(Photo: A referendum campaign poster supporting the minaret ban, in Zurich October 26, 2009/Arnd Wiegmann)
A Swiss Islamic group has said it was launching a popular initiative to reverse a ban on building new minarets in the Alpine state, saying voters would decide differently if the matter came up for referendum again. Last year, 57.5 percent of Swiss voters approved a ban on the construction of new minarets, drawing international condemnation. The government had rejected the initiative as violating the constitution.
The text of the proposed initiative will state that the ban on building minarets is to be stricken from the constitution, the Central Islamic Council of Switzerland said on Monday. “Today we can clearly say that accepting the ban has brought neither the voters nor this country any profit,” said Nicolas Blancho, president of the group. “This (new referendum) will also show that we respect democracy and stick to local law.”

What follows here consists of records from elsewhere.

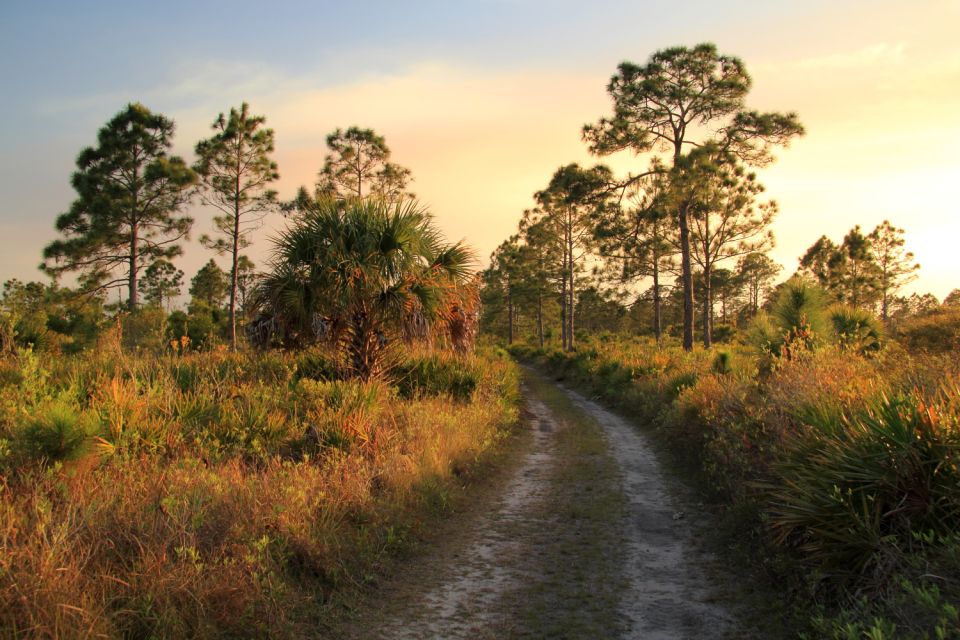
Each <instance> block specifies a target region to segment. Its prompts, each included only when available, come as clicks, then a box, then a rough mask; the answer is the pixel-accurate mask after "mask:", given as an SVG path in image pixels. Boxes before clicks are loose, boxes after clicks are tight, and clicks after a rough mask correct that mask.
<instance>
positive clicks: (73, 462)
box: [0, 351, 518, 638]
mask: <svg viewBox="0 0 960 640" xmlns="http://www.w3.org/2000/svg"><path fill="white" fill-rule="evenodd" d="M415 357H417V358H420V357H423V354H417V355H416V356H415ZM470 362H471V365H470V366H472V367H475V368H476V369H477V370H479V371H480V374H479V375H478V376H477V379H476V386H475V388H474V390H473V392H472V394H471V396H470V397H469V398H467V399H463V400H460V401H455V400H454V399H452V398H451V397H450V396H448V395H436V396H425V395H423V396H421V395H417V396H415V397H411V398H405V397H403V396H402V395H401V394H400V393H399V392H398V390H397V388H396V387H395V386H393V385H390V384H387V383H384V382H374V381H371V382H366V383H361V382H357V381H341V380H316V379H314V378H310V377H298V375H297V372H298V371H300V372H302V371H303V369H301V368H300V365H302V361H300V362H298V356H297V355H296V354H289V353H287V354H282V353H268V354H255V353H245V352H241V353H236V354H233V353H227V352H216V351H215V352H210V353H204V354H192V353H187V354H184V355H173V354H170V355H164V356H158V355H150V354H139V355H136V356H123V355H120V354H119V353H116V352H109V351H103V352H100V353H97V354H88V355H87V356H85V357H83V358H79V357H59V358H52V357H43V356H37V355H33V354H26V355H23V356H22V357H21V358H20V359H19V360H18V361H15V362H13V363H12V364H8V366H11V367H12V366H16V367H18V369H19V375H18V376H10V377H9V381H8V382H7V383H6V384H4V385H3V386H0V549H2V550H3V553H0V637H38V638H39V637H56V638H81V637H83V638H87V637H108V638H125V637H135V638H142V637H154V638H180V637H198V638H236V637H244V638H250V637H271V638H289V637H303V636H306V635H312V634H315V633H316V632H317V630H318V629H319V630H321V631H322V630H323V628H324V626H325V620H327V619H328V616H330V615H332V614H333V612H334V609H333V608H332V607H333V606H334V605H335V604H336V603H337V602H338V601H341V600H342V598H343V597H344V594H347V593H349V592H350V591H352V590H355V589H356V588H357V587H358V586H359V585H362V584H364V583H365V582H368V581H369V580H371V579H373V577H374V576H376V575H377V572H378V570H379V567H380V566H381V565H382V563H383V561H384V559H385V558H386V556H387V555H388V554H391V553H394V552H396V551H397V550H398V549H400V548H402V546H403V545H404V544H407V542H408V541H410V540H412V539H415V538H416V537H417V535H418V532H420V531H421V530H422V528H423V527H426V526H429V523H430V521H431V518H435V517H437V512H438V509H437V508H436V504H438V501H437V496H443V495H447V494H449V492H450V491H451V490H452V488H453V487H457V486H460V485H462V484H463V478H464V474H465V473H466V472H467V471H469V470H470V469H472V468H475V465H476V463H477V462H478V461H481V460H483V459H484V458H485V457H486V456H488V455H489V454H490V452H492V451H493V450H495V449H496V448H497V447H499V446H500V444H501V443H502V442H503V440H504V438H506V437H507V436H508V434H509V432H510V429H511V428H512V425H513V424H514V422H515V420H516V417H517V399H518V391H517V390H516V387H517V385H518V381H517V374H516V372H515V367H514V365H513V364H512V363H511V362H509V361H508V360H507V359H505V358H503V357H502V356H501V355H498V354H496V353H484V354H481V355H478V356H475V357H473V359H472V360H470ZM451 366H452V365H451Z"/></svg>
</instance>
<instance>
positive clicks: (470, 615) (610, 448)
mask: <svg viewBox="0 0 960 640" xmlns="http://www.w3.org/2000/svg"><path fill="white" fill-rule="evenodd" d="M524 389H525V394H526V399H527V409H528V414H527V417H528V421H527V422H528V424H529V429H530V433H529V434H528V437H527V439H526V441H525V445H524V447H525V449H524V451H523V452H522V454H521V455H520V456H519V459H518V461H517V463H516V464H515V465H514V466H513V468H512V470H511V472H510V475H509V476H508V478H507V479H506V480H505V482H504V483H503V484H502V485H501V487H500V488H499V489H498V490H497V491H495V492H494V495H491V496H488V497H487V499H486V502H485V504H483V505H481V506H480V507H479V508H477V509H475V510H473V511H472V512H471V513H470V514H468V515H467V516H466V517H465V518H464V521H463V522H462V523H459V522H458V523H457V524H456V528H455V530H454V532H453V533H452V534H451V535H449V536H445V538H444V539H443V540H442V541H440V542H439V543H438V544H436V545H435V546H434V548H432V549H429V550H427V551H426V552H425V553H424V554H423V555H422V557H419V558H417V559H416V560H414V561H413V562H411V563H410V564H411V566H410V567H409V568H407V570H405V571H403V572H402V575H398V576H397V577H396V578H395V579H394V580H392V581H391V582H390V583H388V584H387V585H385V586H384V588H383V589H382V590H381V592H380V594H379V597H378V598H377V602H376V603H374V604H373V606H372V607H371V608H372V609H373V613H372V614H370V615H365V616H363V619H362V620H360V621H358V622H357V624H355V625H354V626H353V627H351V630H350V631H349V634H350V636H352V637H357V638H382V639H384V640H386V639H400V638H403V639H408V638H409V639H415V638H423V639H426V638H464V639H466V638H469V639H477V638H643V639H644V640H661V639H663V640H667V639H681V638H697V639H700V638H726V637H748V636H747V634H743V633H742V632H740V631H738V630H737V626H736V621H735V619H734V616H733V615H731V613H730V612H729V611H728V610H727V608H725V606H724V605H723V604H722V602H723V599H722V591H721V590H720V589H719V588H718V586H717V582H718V580H717V578H716V573H715V571H712V570H710V571H708V570H706V569H705V567H708V566H712V565H713V564H714V563H713V559H712V558H711V557H710V556H709V555H708V554H706V553H705V552H704V551H703V550H702V549H700V548H699V547H698V545H697V544H695V542H694V536H695V533H696V531H697V530H698V527H699V526H700V525H699V524H698V519H699V518H700V516H699V515H698V512H697V509H696V508H695V507H692V506H691V505H690V504H686V503H684V501H683V498H682V497H681V496H682V494H683V491H682V490H681V491H678V490H677V487H676V482H675V481H672V480H670V479H669V478H668V477H667V476H665V474H664V471H663V469H662V466H661V465H660V464H659V463H658V461H657V459H656V457H655V455H654V454H653V452H652V450H651V448H650V446H649V442H647V440H646V438H645V437H644V435H643V434H642V433H641V432H639V431H638V430H637V429H636V428H635V427H634V426H632V425H630V424H629V423H627V422H626V421H625V420H623V419H622V418H620V417H618V416H617V415H615V414H613V413H611V412H609V411H607V410H605V409H604V408H602V407H600V406H599V405H597V404H596V403H594V402H591V401H589V400H587V399H586V398H584V397H582V396H581V395H579V394H577V393H575V392H573V391H570V390H567V389H563V388H560V387H558V386H556V385H554V384H553V383H552V382H549V381H547V380H545V379H543V378H541V377H540V376H538V375H537V374H535V373H533V372H528V373H527V375H526V382H525V384H524Z"/></svg>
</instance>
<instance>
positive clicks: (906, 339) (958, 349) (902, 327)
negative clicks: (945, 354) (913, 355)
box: [896, 306, 960, 353]
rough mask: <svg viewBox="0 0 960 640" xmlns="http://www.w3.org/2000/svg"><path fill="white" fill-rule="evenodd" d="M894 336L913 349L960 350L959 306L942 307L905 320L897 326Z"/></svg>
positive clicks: (936, 350)
mask: <svg viewBox="0 0 960 640" xmlns="http://www.w3.org/2000/svg"><path fill="white" fill-rule="evenodd" d="M896 336H897V339H898V340H900V341H901V342H903V344H904V345H905V346H906V347H908V348H910V349H914V350H921V349H922V350H924V351H930V352H934V353H946V352H950V351H960V307H956V306H952V307H942V308H940V309H934V310H933V311H930V312H927V313H924V314H921V315H918V316H916V317H914V318H910V319H908V320H905V321H904V322H903V323H901V324H900V325H899V326H898V327H897V329H896Z"/></svg>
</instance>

The Berne-based Council says it has 1,700 members. In May the Federal Migration Bureau excluded it from an inter-cultural dialogue, saying it first needed to condemn the notion of stoning of women as a punishment.The Swiss-born Muslim intellectual Tariq Ramadan called him “a marginal figure in the Muslim landscape.” About 350,000 Muslims live in Switzerland, which has a population of 7.7 million. (Photo: Protesters hold banners reading ‘Islam’ and ‘We are Muslims not Hitler’ during a rally against the ban on new minarets in Switzerland in Bern December 12, 2009/Ruben Sprich)
When asked why voters would decide differently should the question of minarets come up again for referendum, Oscar Bergamin, an advisor to the group, answered: “People today are much better able to differentiate. They’re better informed and have time to become still better informed in coming years.”